Osborne Chief Executive, David Fison, spoke to Infrastructure Intelligence this week and gave market insight about the possible match making of Kier and Mouchel, as takeover talks swirl round the industry.

With the option for takeover coming as a surprise to no-one, Kier’s new chief executive in Haydn Mursell who took over from Paul Sheffield at the end of June. He is on record as wanting double digit growth for the business in the next five years; something that is really only possible through takeovers.

And Mouchel effectively put itself on the market when it hired Rothschild in the summer to sound out the possibility of refloating the firm after a spectacular turn around under CEO Grant Rumbles.

Kier itself is doing well at the moment, revenues are up 51% to £3bn following the acquisition of May Gurney and underlying pretax profit was up 54% to £73.1M. The company earned over half its revenue in construction with a margin of 2.1%. But tellingly just over 30% of its revenues came through its services division with a margin more than twice that of construction of 4.8%.

A services business like Mouchel with strong presence in the highways sector  and maintaining around 30% of the Highways Agency network just as the £15bn English roads bonanza is about to kick in has obvious appeal. Along with that there are solid contracts overseas in the Middle East and Australia. And, with quality personnel becoming high value currency in a skills shortage, Mouchel’s 6,500 strong expert staff have their own glamour.

As Kier said in its statement confirming that preliminary discusssions had been held with Mouchel, “there can be no certainty that an acquisition of Mouchel will be completed.”

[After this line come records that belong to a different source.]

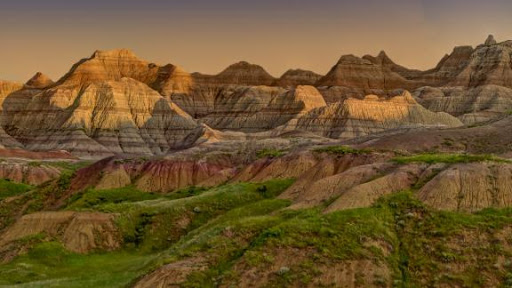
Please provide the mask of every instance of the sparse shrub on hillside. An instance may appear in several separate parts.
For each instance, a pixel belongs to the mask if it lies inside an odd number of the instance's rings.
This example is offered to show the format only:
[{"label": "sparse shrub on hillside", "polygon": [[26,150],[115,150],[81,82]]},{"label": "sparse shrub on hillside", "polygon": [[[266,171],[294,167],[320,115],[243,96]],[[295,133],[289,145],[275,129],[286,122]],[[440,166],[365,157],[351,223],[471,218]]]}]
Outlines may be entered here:
[{"label": "sparse shrub on hillside", "polygon": [[263,149],[256,152],[256,156],[261,158],[278,158],[283,155],[285,155],[286,152],[283,150],[277,150],[277,149]]},{"label": "sparse shrub on hillside", "polygon": [[329,154],[339,154],[339,155],[345,155],[345,154],[370,154],[373,151],[371,149],[355,149],[349,146],[329,146],[329,147],[323,147],[318,148],[314,150],[318,153],[329,153]]},{"label": "sparse shrub on hillside", "polygon": [[427,153],[427,154],[418,154],[412,156],[400,156],[392,159],[393,162],[398,164],[408,164],[408,163],[427,163],[427,164],[435,164],[435,163],[471,163],[471,162],[483,162],[483,161],[492,161],[492,162],[510,162],[507,159],[499,158],[494,155],[488,154],[443,154],[443,153]]}]

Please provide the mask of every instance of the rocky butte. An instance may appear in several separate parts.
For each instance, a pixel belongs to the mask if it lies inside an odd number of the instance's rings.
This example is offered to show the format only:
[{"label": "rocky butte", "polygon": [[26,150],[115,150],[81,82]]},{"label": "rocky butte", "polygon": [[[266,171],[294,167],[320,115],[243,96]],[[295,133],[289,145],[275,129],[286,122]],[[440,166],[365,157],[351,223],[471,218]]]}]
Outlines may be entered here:
[{"label": "rocky butte", "polygon": [[512,283],[512,41],[324,75],[96,51],[0,102],[0,286]]}]

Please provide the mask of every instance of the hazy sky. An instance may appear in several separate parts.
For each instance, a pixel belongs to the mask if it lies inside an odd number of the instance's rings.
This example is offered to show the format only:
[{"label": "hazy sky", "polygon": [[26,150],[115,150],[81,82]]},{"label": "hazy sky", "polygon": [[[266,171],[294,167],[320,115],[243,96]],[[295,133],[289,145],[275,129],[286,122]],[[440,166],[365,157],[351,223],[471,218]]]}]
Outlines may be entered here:
[{"label": "hazy sky", "polygon": [[512,39],[510,0],[1,0],[0,79],[55,80],[95,50],[217,73],[240,60],[274,76],[326,73],[385,50],[427,69],[456,45]]}]

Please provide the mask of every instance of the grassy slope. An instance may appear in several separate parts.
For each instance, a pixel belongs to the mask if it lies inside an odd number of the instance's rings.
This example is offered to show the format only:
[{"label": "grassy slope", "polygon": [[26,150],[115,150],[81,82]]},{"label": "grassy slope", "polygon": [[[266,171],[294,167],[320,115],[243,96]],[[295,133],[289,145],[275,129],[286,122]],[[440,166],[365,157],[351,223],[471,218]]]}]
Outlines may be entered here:
[{"label": "grassy slope", "polygon": [[[153,267],[154,264],[147,266],[148,261],[154,260],[159,252],[172,246],[173,241],[178,241],[189,230],[199,227],[208,229],[208,225],[204,225],[208,222],[211,225],[227,223],[231,219],[265,215],[287,206],[287,201],[272,198],[292,182],[240,183],[214,188],[189,198],[159,198],[136,203],[130,202],[134,199],[133,195],[138,194],[133,190],[123,203],[116,203],[121,202],[119,191],[90,190],[75,199],[68,209],[75,207],[121,213],[119,225],[126,246],[112,253],[78,255],[65,251],[55,242],[39,243],[13,262],[0,265],[0,286],[123,287],[145,271],[144,267]],[[97,202],[98,195],[109,195],[106,197],[109,201]],[[104,197],[99,198],[105,200]],[[112,198],[118,201],[110,201]],[[90,199],[94,201],[86,201]],[[172,227],[175,226],[173,219],[179,219],[182,215],[193,215],[190,227],[176,230]]]},{"label": "grassy slope", "polygon": [[[403,163],[487,160],[493,159],[454,155],[402,159]],[[291,183],[274,180],[209,190],[190,188],[167,196],[133,187],[86,191],[72,199],[67,209],[120,213],[125,247],[112,253],[77,255],[55,242],[40,243],[0,265],[0,285],[123,287],[164,264],[207,255],[208,268],[190,274],[183,286],[237,286],[247,269],[269,272],[265,269],[274,261],[273,253],[283,249],[303,251],[298,253],[303,257],[294,259],[285,273],[270,271],[269,286],[303,286],[324,272],[319,267],[364,259],[388,267],[396,287],[512,284],[512,248],[508,246],[512,232],[507,232],[512,227],[512,209],[437,212],[415,200],[414,193],[403,192],[370,208],[327,215],[321,213],[322,207],[283,210],[290,203],[276,196]],[[372,241],[385,243],[390,251],[366,245]],[[375,286],[385,284],[383,276],[362,274],[373,277]]]},{"label": "grassy slope", "polygon": [[23,194],[34,188],[31,185],[15,183],[9,180],[0,179],[0,200],[7,197]]}]

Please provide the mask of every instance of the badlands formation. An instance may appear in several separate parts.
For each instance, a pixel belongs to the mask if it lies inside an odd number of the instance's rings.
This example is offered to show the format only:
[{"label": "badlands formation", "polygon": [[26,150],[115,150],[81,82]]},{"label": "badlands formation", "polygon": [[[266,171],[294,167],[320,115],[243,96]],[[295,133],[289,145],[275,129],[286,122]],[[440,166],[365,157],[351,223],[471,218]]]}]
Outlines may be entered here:
[{"label": "badlands formation", "polygon": [[0,286],[512,283],[512,41],[278,78],[96,51],[0,104]]},{"label": "badlands formation", "polygon": [[56,82],[42,73],[24,85],[0,82],[0,144],[82,157],[164,155],[197,145],[211,130],[348,139],[472,125],[509,112],[511,53],[511,41],[490,37],[476,48],[455,48],[428,71],[381,52],[342,56],[325,76],[289,70],[274,78],[247,62],[204,75],[125,49],[97,51]]}]

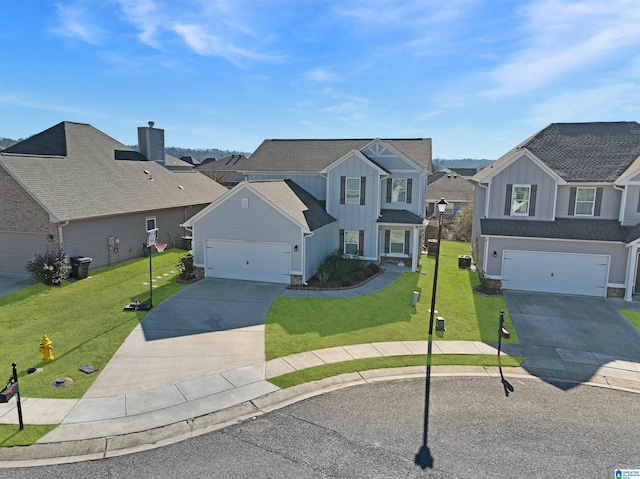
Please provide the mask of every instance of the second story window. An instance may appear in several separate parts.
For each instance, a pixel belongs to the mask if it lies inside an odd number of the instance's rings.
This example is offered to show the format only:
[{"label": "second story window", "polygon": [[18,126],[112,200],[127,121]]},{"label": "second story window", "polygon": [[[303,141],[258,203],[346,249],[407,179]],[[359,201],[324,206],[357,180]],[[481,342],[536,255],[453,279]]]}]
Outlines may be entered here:
[{"label": "second story window", "polygon": [[513,185],[511,191],[511,214],[528,215],[531,185]]},{"label": "second story window", "polygon": [[406,178],[394,178],[391,187],[391,202],[406,203],[407,201],[407,180]]},{"label": "second story window", "polygon": [[345,188],[345,202],[360,204],[360,178],[347,178]]},{"label": "second story window", "polygon": [[595,188],[578,188],[576,190],[576,216],[593,216],[595,204]]}]

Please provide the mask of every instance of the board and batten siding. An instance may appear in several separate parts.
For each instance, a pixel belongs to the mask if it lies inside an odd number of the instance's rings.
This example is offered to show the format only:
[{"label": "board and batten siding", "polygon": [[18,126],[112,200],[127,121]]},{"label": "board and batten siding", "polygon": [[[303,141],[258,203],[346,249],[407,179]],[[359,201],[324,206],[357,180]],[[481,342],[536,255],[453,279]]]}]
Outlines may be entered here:
[{"label": "board and batten siding", "polygon": [[635,226],[640,223],[640,185],[627,185],[626,191],[622,224],[624,226]]},{"label": "board and batten siding", "polygon": [[[70,257],[91,258],[91,268],[138,258],[142,256],[142,245],[146,246],[147,243],[146,219],[150,217],[156,218],[158,242],[167,243],[170,247],[180,247],[182,236],[185,234],[180,223],[185,221],[187,214],[194,215],[204,206],[168,208],[71,221],[62,228],[64,251]],[[110,236],[120,240],[117,252],[109,248]]]},{"label": "board and batten siding", "polygon": [[487,201],[487,189],[476,185],[475,198],[473,202],[473,222],[471,225],[471,247],[475,253],[475,259],[478,265],[483,264],[484,242],[481,236],[480,219],[484,217],[484,210]]},{"label": "board and batten siding", "polygon": [[291,180],[296,185],[300,186],[317,200],[324,201],[327,194],[327,180],[319,174],[286,174],[286,173],[269,173],[269,174],[256,174],[248,173],[247,179],[249,181],[261,181],[261,180]]},{"label": "board and batten siding", "polygon": [[[558,202],[556,207],[556,218],[573,218],[575,215],[569,214],[569,200],[571,198],[571,188],[602,188],[602,202],[600,203],[600,215],[594,216],[600,220],[617,220],[620,214],[620,201],[622,192],[613,186],[602,185],[562,185],[558,187]],[[575,201],[575,199],[574,199]],[[637,206],[637,205],[636,205]],[[585,216],[579,216],[585,218]],[[635,224],[635,223],[634,223]]]},{"label": "board and batten siding", "polygon": [[[507,185],[537,185],[535,215],[505,215]],[[489,218],[513,218],[517,221],[553,221],[555,180],[527,156],[522,156],[500,173],[496,174],[490,186]]]},{"label": "board and batten siding", "polygon": [[[47,251],[50,245],[45,233],[24,233],[22,231],[0,231],[0,264],[3,273],[26,274],[25,265],[36,255]],[[57,250],[57,248],[54,248]]]},{"label": "board and batten siding", "polygon": [[328,255],[338,249],[339,229],[335,221],[313,232],[305,238],[306,269],[304,281],[318,271],[318,266]]},{"label": "board and batten siding", "polygon": [[[611,256],[609,263],[609,284],[622,285],[627,271],[627,248],[622,243],[594,243],[588,241],[547,241],[526,238],[490,238],[487,254],[486,274],[500,277],[502,251],[542,251],[548,253],[599,254]],[[493,257],[493,252],[496,257]],[[522,274],[526,274],[523,271]]]},{"label": "board and batten siding", "polygon": [[[242,199],[248,207],[242,207]],[[193,226],[193,255],[197,266],[205,263],[205,239],[291,243],[291,270],[302,269],[301,226],[285,217],[253,191],[245,188],[198,218]],[[294,252],[294,246],[299,245]]]},{"label": "board and batten siding", "polygon": [[[365,177],[365,204],[340,204],[340,178]],[[327,176],[327,212],[345,231],[364,231],[363,257],[376,257],[376,221],[380,214],[380,176],[377,170],[355,155],[329,170]],[[362,192],[360,193],[362,195]]]},{"label": "board and batten siding", "polygon": [[[411,180],[411,203],[387,202],[387,182],[393,181],[394,178]],[[426,213],[426,178],[427,175],[420,174],[420,172],[392,172],[389,178],[381,182],[381,207],[386,210],[407,210],[424,218]]]}]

But clearly the attraction is there. And Kier cannot be completely immune from all the challenges currently afflicting other UK contractors, with Mouchel potentially offering an interesting change of emphasis, creating less reliance on the stormy waters of contracting.

According to Osborne chief executive David Fison who has a reliable reputation as a commentator on the world contracting, the UK’s major contractors are currently having a bit of a nightmare.

“It’s a perfect storm,” he says. “We’ve just had a recession that went on twice as long as anyone can remember and how does a contractor behave in a recession – it shifts as much money into its back pocket as possible via fixed price jobs. Then it consumes money trying to keep the business alive and hang on to critical mass so it can ramp up again when the recession is over. But that takes cash and there will always be the odd bad job.

“Then we had a sudden upturn when no one predicted it, accompanied by an uplift in prices for materials and services just when most of the jobs on the books were fixed price.

“Add to that the push for prompt payment and project bank accounts and the cash positive state the contractors need so they can trade at low margins disappeared. Nil interest from the banks added to the problem. What it means though is you can’t work at 2.5 or 3% margins. They have to be pushed up somehow.

“Shortage of people just adds to the issues,” he said. “The industry lost around 350,000 in the recession and we are going to lose a similar number over the next five years as the aging workforce retires. 20,000 apprentices are not going to solve the problem; technology eventually will, but not in the next few months. Which all means the price of labour is going up; so you have a perfect storm.”

Against this background Kier’s interest in Mouchel seems like common sense and the sector will be watching with interest how events unfold.

As an aside that same perfect storm is also an underlying reason for Balfour Beatty’s quick rejection as “undervalued” of John Laing Infrastructure Fund’s £1.05bn offer to buy its PPP assets last week. Having just offloaded Parsons Brinckerhoff which provided a third of its profits, loss of PPP revenues would not be attractive to Balfour Beatty.